What was World War I?

Answer

A global conflict from 1914-1918

Explanation

World War I was a global conflict fought from 1914 to 1918 between the Allied Powers and the Central Powers, drawing in more than thirty nations and killing roughly twenty million soldiers and civilians. The war began on June 28, 1914, when a Serbian nationalist, Gavrilo Princip, assassinated Archduke Franz Ferdinand of Austria-Hungary in Sarajevo. A web of mutual defense treaties pulled the major European powers into the fighting within weeks.

The Allied Powers were led by France, the United Kingdom, and Russia, joined later by Italy in 1915 and the United States in April 1917. The Central Powers were Germany, Austria-Hungary, the Ottoman Empire, and Bulgaria. On the Western Front, soldiers fought from a chain of trenches that ran from the English Channel to the Swiss border, and battles like the Somme in 1916 and Verdun the same year killed hundreds of thousands without moving the lines more than a few miles.

The war introduced machine guns, poison gas, tanks, submarines, and aircraft to mass combat, transforming warfare in a single generation. On the Eastern Front, Russia took staggering losses and collapsed into revolution in 1917, leading to the rise of the Soviet Union under the Bolsheviks. President Woodrow Wilson kept the United States neutral until German unrestricted submarine warfare and the Zimmermann Telegram pushed Congress to declare war on April 6, 1917.
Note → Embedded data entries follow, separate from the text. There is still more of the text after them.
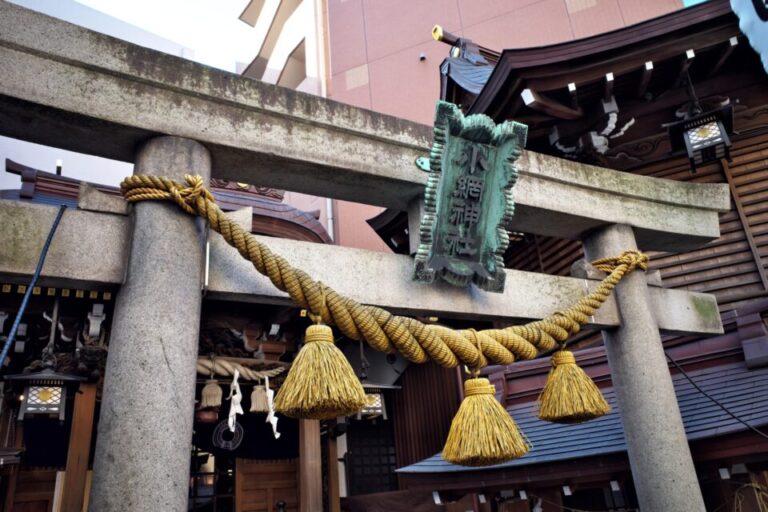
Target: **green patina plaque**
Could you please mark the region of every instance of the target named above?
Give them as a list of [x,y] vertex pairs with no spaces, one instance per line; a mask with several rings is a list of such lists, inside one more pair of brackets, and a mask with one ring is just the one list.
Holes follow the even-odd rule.
[[438,101],[434,132],[414,279],[440,277],[502,292],[515,161],[528,127],[496,125],[483,114],[465,117],[456,105]]

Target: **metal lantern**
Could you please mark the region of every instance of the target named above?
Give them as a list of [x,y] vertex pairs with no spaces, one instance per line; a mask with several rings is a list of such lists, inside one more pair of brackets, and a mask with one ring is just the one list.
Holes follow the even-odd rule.
[[669,125],[672,151],[685,151],[691,161],[691,170],[696,166],[725,158],[730,161],[733,133],[733,107],[706,112]]
[[8,375],[5,380],[23,385],[24,392],[19,407],[19,420],[25,417],[58,417],[64,421],[67,392],[77,391],[84,377],[58,373],[50,368],[41,372]]
[[381,417],[387,419],[387,408],[384,406],[384,392],[379,388],[370,387],[363,384],[365,388],[365,405],[358,413],[358,419],[375,419]]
About 4.7 million Americans served, and roughly 116,000 died. The arrival of fresh American troops in 1918 helped break the German lines, and Germany signed the armistice on November 11, 1918, the date Americans now mark as Veterans Day. The Paris Peace Conference produced the Treaty of Versailles in 1919, which forced Germany to accept blame, pay heavy reparations, and lose territory.

Four empires fell as a result of the war: the German, Austro-Hungarian, Russian, and Ottoman. New nations such as Poland, Czechoslovakia, and Yugoslavia appeared on the map. Wilson pushed for a League of Nations to prevent future wars, but the United States Senate refused to join. The unresolved grievances of Versailles and the economic hardship of the 1920s and 1930s set the stage for the rise of fascism and the outbreak of World War II two decades later.

Why this matters for your test

USCIS asks about World War I because it marks the moment the United States stepped onto the world stage as a great power, and because the war reshaped the borders, politics, and economic order of the entire twentieth century. Knowing the basic dates, sides, and outcome gives applicants the context they need for later questions about the League of Nations, World War II, and the Cold War.